Ce projet qui doit encore être soumis aux instances représentatives du personnel et à l'autorité nationale de la concurrence « consisterait à apporter à Systra au terme d'un processus progressif leurs filiales propres d'ingénierie : Inexia pour la SNCF et Xelis pour la RATP. » En additionnant les forces actuelles de chaque entreprise le nouvel ensemble emploiera 3500 personnes et son chiffre d'affaires consolidé atteindra un peu moins de 400 millions d'euros. « Nous avons l'ambition de doubler ce chiffre d'affaire en quatre à cinq ans » a déclaré Pierre Mongin. Pour le président de la RATP cet objectif devrait se réaliser sans trop de difficultés compte tenu de l'explosion actuelle du marché mondial de l'ingénierie du transport public « Il était de 2 milliards d'euros par an en 2002 il est aujourd'hui de 7 milliards. » 
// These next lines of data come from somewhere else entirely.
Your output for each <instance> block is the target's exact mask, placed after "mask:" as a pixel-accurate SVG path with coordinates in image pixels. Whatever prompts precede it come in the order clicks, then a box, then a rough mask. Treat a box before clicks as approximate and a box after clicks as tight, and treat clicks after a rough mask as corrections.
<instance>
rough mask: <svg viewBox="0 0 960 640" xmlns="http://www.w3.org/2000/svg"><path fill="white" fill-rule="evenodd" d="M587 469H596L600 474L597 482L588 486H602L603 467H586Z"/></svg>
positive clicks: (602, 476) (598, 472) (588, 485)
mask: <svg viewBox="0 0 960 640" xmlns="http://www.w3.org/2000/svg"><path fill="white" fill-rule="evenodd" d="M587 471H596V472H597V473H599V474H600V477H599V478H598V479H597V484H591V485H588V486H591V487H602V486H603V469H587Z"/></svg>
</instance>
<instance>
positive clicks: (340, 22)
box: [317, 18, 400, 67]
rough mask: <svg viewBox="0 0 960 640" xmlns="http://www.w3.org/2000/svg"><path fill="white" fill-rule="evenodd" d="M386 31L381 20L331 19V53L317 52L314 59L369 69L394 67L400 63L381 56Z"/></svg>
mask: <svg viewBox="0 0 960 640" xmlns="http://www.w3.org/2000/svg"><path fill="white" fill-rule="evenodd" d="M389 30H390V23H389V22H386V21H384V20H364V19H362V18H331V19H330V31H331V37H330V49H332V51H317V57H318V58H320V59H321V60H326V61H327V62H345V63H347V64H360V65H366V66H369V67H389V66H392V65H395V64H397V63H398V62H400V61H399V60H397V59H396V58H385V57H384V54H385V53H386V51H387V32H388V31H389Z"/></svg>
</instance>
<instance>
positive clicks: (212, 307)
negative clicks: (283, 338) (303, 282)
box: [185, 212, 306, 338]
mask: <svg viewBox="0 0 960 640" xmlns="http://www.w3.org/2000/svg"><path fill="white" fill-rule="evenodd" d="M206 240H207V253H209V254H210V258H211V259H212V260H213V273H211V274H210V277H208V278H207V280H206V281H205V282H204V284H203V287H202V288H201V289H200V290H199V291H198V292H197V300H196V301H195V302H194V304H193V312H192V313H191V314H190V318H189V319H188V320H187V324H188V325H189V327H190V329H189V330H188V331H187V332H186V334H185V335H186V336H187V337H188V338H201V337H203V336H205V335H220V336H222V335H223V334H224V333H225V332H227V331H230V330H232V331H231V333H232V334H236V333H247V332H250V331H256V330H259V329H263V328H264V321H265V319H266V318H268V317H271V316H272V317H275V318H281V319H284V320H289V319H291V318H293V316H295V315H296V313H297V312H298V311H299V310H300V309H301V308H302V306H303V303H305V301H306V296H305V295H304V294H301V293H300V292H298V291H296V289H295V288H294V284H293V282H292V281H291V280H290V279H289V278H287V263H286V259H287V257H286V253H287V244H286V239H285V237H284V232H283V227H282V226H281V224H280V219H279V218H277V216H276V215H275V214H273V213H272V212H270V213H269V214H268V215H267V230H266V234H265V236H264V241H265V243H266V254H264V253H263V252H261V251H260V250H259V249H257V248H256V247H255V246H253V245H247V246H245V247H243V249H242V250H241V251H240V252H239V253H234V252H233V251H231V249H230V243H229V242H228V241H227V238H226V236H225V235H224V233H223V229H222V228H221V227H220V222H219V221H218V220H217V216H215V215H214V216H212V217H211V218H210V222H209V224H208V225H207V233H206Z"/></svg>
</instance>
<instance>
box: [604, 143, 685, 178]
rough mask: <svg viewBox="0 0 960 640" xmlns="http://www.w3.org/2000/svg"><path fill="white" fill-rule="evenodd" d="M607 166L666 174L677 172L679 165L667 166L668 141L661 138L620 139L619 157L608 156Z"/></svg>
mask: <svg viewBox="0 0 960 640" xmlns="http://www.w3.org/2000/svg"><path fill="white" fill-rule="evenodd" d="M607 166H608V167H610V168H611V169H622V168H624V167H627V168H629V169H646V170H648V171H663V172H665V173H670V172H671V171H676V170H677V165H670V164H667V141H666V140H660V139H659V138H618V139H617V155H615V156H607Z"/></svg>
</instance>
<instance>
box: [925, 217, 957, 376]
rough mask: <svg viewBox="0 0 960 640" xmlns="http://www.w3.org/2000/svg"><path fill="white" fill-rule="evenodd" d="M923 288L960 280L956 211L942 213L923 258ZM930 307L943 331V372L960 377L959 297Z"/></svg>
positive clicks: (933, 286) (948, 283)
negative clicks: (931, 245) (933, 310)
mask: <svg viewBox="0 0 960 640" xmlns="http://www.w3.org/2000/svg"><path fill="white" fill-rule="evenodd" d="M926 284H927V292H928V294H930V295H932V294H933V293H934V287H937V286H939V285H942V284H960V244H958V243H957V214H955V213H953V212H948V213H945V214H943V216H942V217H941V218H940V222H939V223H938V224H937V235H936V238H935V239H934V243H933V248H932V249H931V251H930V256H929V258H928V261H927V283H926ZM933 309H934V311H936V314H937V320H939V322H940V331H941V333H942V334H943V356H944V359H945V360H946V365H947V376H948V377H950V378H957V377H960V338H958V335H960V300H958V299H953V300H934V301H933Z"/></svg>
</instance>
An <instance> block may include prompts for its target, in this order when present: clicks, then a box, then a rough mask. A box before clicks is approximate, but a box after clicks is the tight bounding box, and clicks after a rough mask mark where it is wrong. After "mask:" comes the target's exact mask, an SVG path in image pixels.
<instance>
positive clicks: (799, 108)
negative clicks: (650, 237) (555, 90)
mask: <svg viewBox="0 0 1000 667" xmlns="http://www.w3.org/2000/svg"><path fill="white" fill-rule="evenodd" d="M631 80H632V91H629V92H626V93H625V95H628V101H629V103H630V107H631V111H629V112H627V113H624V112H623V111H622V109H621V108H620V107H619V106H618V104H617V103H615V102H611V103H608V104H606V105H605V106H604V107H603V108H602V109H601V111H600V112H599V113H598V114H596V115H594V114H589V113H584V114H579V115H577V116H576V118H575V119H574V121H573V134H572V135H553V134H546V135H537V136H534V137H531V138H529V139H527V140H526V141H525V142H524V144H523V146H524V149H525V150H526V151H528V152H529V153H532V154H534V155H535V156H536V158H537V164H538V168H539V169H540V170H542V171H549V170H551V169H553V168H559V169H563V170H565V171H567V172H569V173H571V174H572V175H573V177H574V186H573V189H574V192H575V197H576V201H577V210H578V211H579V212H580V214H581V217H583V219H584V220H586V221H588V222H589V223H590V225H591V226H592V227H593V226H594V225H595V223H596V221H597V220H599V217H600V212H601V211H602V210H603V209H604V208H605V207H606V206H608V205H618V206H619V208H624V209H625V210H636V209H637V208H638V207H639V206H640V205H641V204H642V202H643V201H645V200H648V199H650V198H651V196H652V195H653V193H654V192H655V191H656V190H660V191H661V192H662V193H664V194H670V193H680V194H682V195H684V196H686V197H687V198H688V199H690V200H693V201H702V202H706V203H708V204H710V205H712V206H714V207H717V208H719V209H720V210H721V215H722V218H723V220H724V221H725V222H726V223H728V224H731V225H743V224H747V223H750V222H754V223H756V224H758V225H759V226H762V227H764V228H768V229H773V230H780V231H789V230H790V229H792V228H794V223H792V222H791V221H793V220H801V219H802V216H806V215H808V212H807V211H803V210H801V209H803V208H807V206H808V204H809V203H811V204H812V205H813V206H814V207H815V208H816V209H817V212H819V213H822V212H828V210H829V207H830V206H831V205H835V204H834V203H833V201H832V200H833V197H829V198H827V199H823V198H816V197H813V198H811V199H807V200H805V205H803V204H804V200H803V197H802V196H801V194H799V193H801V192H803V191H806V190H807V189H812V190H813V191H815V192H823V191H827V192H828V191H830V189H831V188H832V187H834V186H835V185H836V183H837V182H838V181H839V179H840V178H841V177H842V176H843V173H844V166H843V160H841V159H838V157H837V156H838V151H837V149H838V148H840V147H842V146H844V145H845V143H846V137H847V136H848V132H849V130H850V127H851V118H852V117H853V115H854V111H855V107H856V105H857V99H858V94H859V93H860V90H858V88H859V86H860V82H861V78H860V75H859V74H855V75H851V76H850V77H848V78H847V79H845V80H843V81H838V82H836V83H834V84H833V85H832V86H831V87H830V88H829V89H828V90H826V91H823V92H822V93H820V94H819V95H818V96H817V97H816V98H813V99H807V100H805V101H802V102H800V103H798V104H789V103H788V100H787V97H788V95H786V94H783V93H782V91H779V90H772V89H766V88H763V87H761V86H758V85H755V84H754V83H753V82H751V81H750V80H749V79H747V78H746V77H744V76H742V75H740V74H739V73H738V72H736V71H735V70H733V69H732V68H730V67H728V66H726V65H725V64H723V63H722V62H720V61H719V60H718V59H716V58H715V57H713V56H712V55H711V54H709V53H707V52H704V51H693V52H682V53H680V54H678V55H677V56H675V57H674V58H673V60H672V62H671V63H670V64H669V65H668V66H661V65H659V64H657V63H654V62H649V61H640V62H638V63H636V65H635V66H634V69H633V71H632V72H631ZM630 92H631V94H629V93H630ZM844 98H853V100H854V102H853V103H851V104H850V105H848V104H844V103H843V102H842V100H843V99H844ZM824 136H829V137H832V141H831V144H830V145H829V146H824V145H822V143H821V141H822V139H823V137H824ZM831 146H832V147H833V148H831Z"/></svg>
Un nouvel ensemble qui doit trouver ses marques

La nouvelle entité serait détenue à parité par la RATP et la SNCF mais les deux présidents souhaitent ouvrir 5% du capital aux salariés « la seule valeur de l'entreprise » comme l'a souligné Guillaume Pépy. La gouvernance de l'entreprise serait également bouleversée. Un conseil de surveillance et un directoire seraient créés. Pierre Mongin deviendrait le Président du Conseil de surveillance du nouveau groupe, Guillaume Pepy en assurant la vice-présidence. Une alternance des postes est prévue tous les deux ans.

Systra rachèterait Inexia et Xelis en deux temps. Dans une première étape elle prendrait 49% de ces deux entreprises avant d'en prendre le contrôle total. « Notre objectif est de réaliser l'opération en deux ans a précisé » Pierre Mongin.

Si les contours généraux de ce projet d'accord sont clairs il reste encore à peaufiner beaucoup de choses et en informer les salariés des trois entités. Reste aussi à bâtir un nouveau groupe tout en préservant l'activité actuelle de chaque entité.

« Notre objectif est de passer du statut de leader mondial de l'ingénierie du transport public que nous sommes déjà à leader mondial du transport dans toutes ses formes. » ont déclaré les deux présidents.